Use this when you need to classify individual images, process a batch of files, or integrate the SDK with a custom data source.

What you'll learn

  • How to use a generator function as an image source for the inference stream
  • How to access classification results including top-1 and top-k predictions
  • How to read confidence scores and class labels from classification metadata
  • How to validate inference results programmatically

Prerequisites

  • Voyager SDK installed and activated
  • OpenCV (cv2) installed
  • Sample classification images in examples/images/ (included with the SDK)

Source

Download

This example is included in the SDK at examples/classification_example.py.

classification_example.py
#!/usr/bin/env python
# Copyright Axelera AI, 2025
# Example application showing how to access classification meta data using application pipeline
# This example also shows how to use a generator to pass images to the pipeline
import cv2

from axelera.app import config
from axelera.app.stream import create_inference_stream

images = [
('apple.jpg', 'granny_smith'),
('orange.jpg', 'orange'),
('banana.jpg', 'banana'),
]

queued = []
got_labels = []
expected_labels = []


def reader():
for path, expected in images:
img = cv2.imread(f'{config.env.framework}/examples/images/{path}')
if img is None:
print(f"Failed to read image {path}.jpg")
continue
queued.append((path, expected))
yield img


stream = create_inference_stream(network="resnet18-imagenet", sources=[reader()])

for result in stream:
image_name, expected_label = queued.pop(0)
m = result.classifications[0]
expected_labels.append(expected_label)
got_labels.append(m.label.name)
print(f"Image {image_name} is classified as {m.label.name} with {m.score:.2f}% confidence")
for topn, x in enumerate(m.topk[1:], 1):
print(f" or alternative {topn}: {x.label.name} with {x.score:.2f}% confidence")
stream.stop()

if got_labels == expected_labels:
print("All images classified correctly!")
else:
exit(f"Some images were misclassified:\n{got_labels=}\n{expected_labels=}")

Key concepts

Generator-based input is a powerful alternative to file or camera sources. The reader() function yields OpenCV images one at a time, and passing [reader()] as the sources list tells the SDK to pull frames from the generator. This pattern works for any iterable that produces image arrays, making it easy to integrate with custom data loaders, web APIs, or in-memory image buffers.

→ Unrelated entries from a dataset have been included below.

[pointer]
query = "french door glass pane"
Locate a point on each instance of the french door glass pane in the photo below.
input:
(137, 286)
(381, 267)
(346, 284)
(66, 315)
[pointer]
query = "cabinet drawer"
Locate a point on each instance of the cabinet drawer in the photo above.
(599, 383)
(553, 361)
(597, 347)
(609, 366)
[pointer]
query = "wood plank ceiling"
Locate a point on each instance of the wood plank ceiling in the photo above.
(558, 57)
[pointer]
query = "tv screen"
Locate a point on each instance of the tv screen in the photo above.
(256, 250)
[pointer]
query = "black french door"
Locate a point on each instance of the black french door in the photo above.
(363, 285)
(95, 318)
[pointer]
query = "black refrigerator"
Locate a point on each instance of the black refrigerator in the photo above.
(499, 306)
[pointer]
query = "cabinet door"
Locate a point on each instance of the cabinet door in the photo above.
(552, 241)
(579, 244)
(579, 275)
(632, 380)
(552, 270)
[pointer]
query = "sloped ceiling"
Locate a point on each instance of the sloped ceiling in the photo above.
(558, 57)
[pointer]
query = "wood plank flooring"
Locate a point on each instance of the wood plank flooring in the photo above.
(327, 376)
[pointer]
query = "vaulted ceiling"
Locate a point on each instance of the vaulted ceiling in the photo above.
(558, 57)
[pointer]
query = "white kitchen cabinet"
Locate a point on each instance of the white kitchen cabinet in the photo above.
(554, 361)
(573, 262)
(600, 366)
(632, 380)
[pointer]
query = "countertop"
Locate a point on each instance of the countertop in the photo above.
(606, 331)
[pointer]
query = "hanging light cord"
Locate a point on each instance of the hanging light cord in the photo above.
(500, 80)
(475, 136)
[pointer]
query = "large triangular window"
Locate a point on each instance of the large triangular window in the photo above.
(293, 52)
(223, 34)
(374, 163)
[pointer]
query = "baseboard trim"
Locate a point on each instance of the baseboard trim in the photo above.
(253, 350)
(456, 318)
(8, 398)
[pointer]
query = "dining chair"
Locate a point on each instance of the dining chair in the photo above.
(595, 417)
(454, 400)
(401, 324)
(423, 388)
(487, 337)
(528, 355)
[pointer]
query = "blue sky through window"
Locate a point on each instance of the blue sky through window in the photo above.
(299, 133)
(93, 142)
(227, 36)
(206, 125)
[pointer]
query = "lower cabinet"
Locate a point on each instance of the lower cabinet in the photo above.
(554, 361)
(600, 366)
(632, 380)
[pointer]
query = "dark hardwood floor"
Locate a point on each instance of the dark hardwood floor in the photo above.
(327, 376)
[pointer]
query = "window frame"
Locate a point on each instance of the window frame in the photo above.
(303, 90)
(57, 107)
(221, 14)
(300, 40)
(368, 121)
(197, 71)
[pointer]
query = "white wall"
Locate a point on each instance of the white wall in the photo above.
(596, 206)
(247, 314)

Classification metadata is accessed through result.classifications, which returns a list of classification outputs. Each entry has a label (with a .name attribute), a score (confidence percentage), and a topk list containing the top-N alternative predictions ranked by confidence. This makes it straightforward to implement top-1 accuracy checks or display ranked alternatives.

The example also demonstrates a practical validation pattern: it compares predicted labels against expected labels and exits with an error if any misclassification occurs. This is useful for automated testing and quality assurance of model deployments.